That's probably fine. I think you should update documentation a bit too. I wouldn't mind if you push it to master.
Review of attachment 242980 [details] [review]: Committed as approved by Behdad
Hi, can a developer take care of dependent bug 700103? Currently pango-break marks wrongly word start/ends, for instance, the string "abc·cde", where · is U+00B7- Word boundaries: "abc·cde" is a single word, according word boundaries (marked here with |) "|abc·def|" That's fine following UAX29, :) Word starts: Pango marks 2 word starts: "|abc·|def". That's wrong. Word ends: Pango marks 2 word ends: "|abc·def|". That's wrong. Expected word starts: "|abc·def" Expected word ends: "abc·def|" This bug is really annoying, because word selection with mouse, cursor movement and spell-checking fails for Catalan. Thanks for your help.
Hi there, I have made a patch that makes word starts and ends consistent with Unicode UAX TR29. The algorithm is pretty simple: if it finds a letter or a number between a pair of word boundaries, then it takes these boundaries as the beginning and end of a word. With this, "should'nt" and "can't" appear as a single word. It also fixes bug #700103. Based on some tests, it looks like it works OK, at least as far as English is concerned. However it might have ruined word breaking for languages that I haven't tested. I also attach a program that breaks a text into words, which can be used for testing purposes. echo "Irregular forms: \"ain't\", \"don't\", \"won't\", \"shan't\". \"n't\" can only be attached to an auxiliary verb which is itself not contracted." | ./wordbreak > Irregular < > forms < > ain't < > don't < > won't < > shan't < > n't < > can < > only < > be < > attached < > to < > an < > auxiliary < > verb < > which < > is < > itself < > not < > contracted <
Created attachment 283412 [details] [review] Patch: calculate word start and end based on word boundaries
Created attachment 283413 [details] Test program to test word starts and ends
(In reply to comment #42) > Created an attachment (id=283412) [details] [review] > Patch: calculate word start and end based on word boundaries I'm no pango developer, but (sadly) I do have some little experience with the word-breaking rules from the Unicode standard. In the original code in the repo the logic is looking for a "word end" to see where to break; which is totally opposite to what Unicode suggests, which is to break a word in every position "except for when you don't have to break". The rules that specify where there isn't a wordbreak are not many (~13 IIRC), so the logic should try to apply those rules, and if no such rule applies then consider the position as a word break. This is what e.g. libunistring or libicu do, and this was actually one of the reasons that kind of forced us in Tracker to switch to a non-Pango based word breaker. The unicode rules will make the word-breaking work for any kind of script, including when the text mixes them (e.g. Latin mixed with Katakana).

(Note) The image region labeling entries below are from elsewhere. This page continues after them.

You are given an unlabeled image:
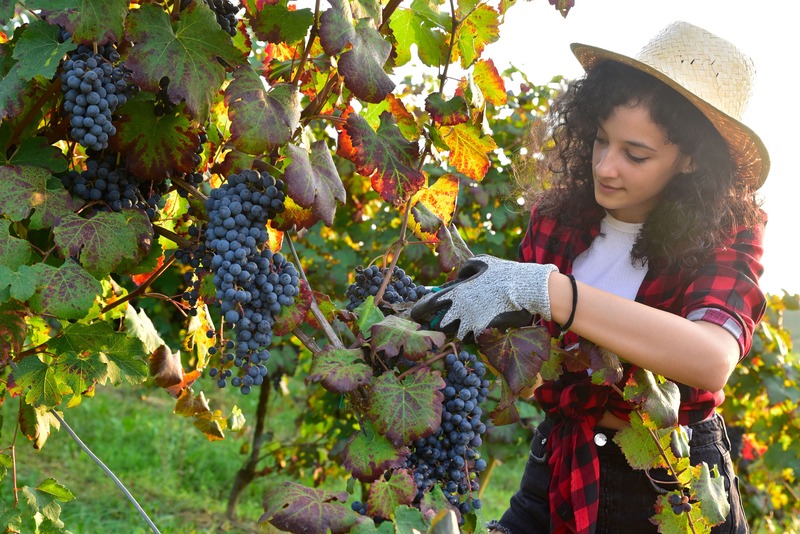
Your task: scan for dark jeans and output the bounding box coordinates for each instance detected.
[500,415,748,534]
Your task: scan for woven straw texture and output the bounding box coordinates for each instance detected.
[572,22,769,189]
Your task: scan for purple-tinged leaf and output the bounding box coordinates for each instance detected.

E.g. a raw implementation of the WB algorithm I wrote a while ago: http://bazaar.launchpad.net/~gnu-pdf-team/gnupdf/trunk/view/head:/src/base/pdf-text-ucd-wordbreak.c#L1017 The new approach in the suggested patch actually tries to follow some of the rules in the standard, but not all of them. It's probably fixing some cases, but likely breaking others (e.g. non-latin scripts). The following link shows some of the unit tests we have in Tracker that actually check the word breaking algorithm used (libunistring or libicu based, but with some additional random rule we added...): https://git.gnome.org/browse/tracker/tree/tests/libtracker-fts/tracker-parser-test.c#n303
Thanks for the background information, thats useful. I've recently started to add tests to pango, see tests/markup-parse.c and tests/test-layout.c. Having a test in the same style for word boundaries and breakpoints would be awesome to get this moving. There's an older test for boundaries as well, maybe that can serve as a starting point.
(In reply to comment #45) > Thanks for the background information, thats useful. > Should probably have read a bit more the code before commenting, actually... The current logic in Pango does try to follow some of the WB rules from the Unicode TR, so it's likely that it just needs a review to check why not every rule is being applied properly (I guess). The last suggested patch doesn't help, it actually removes some of the mandatory logic in the WB algorithm. > I've recently started to add tests to pango, see tests/markup-parse.c and > tests/test-layout.c. Having a test in the same style for word boundaries and > breakpoints would be awesome to get this moving. There's an older test for > boundaries as well, maybe that can serve as a starting point. That's actually nice to have. I'd suggest to use libunistring or libicu outputs to compare with the WB rules in Pango.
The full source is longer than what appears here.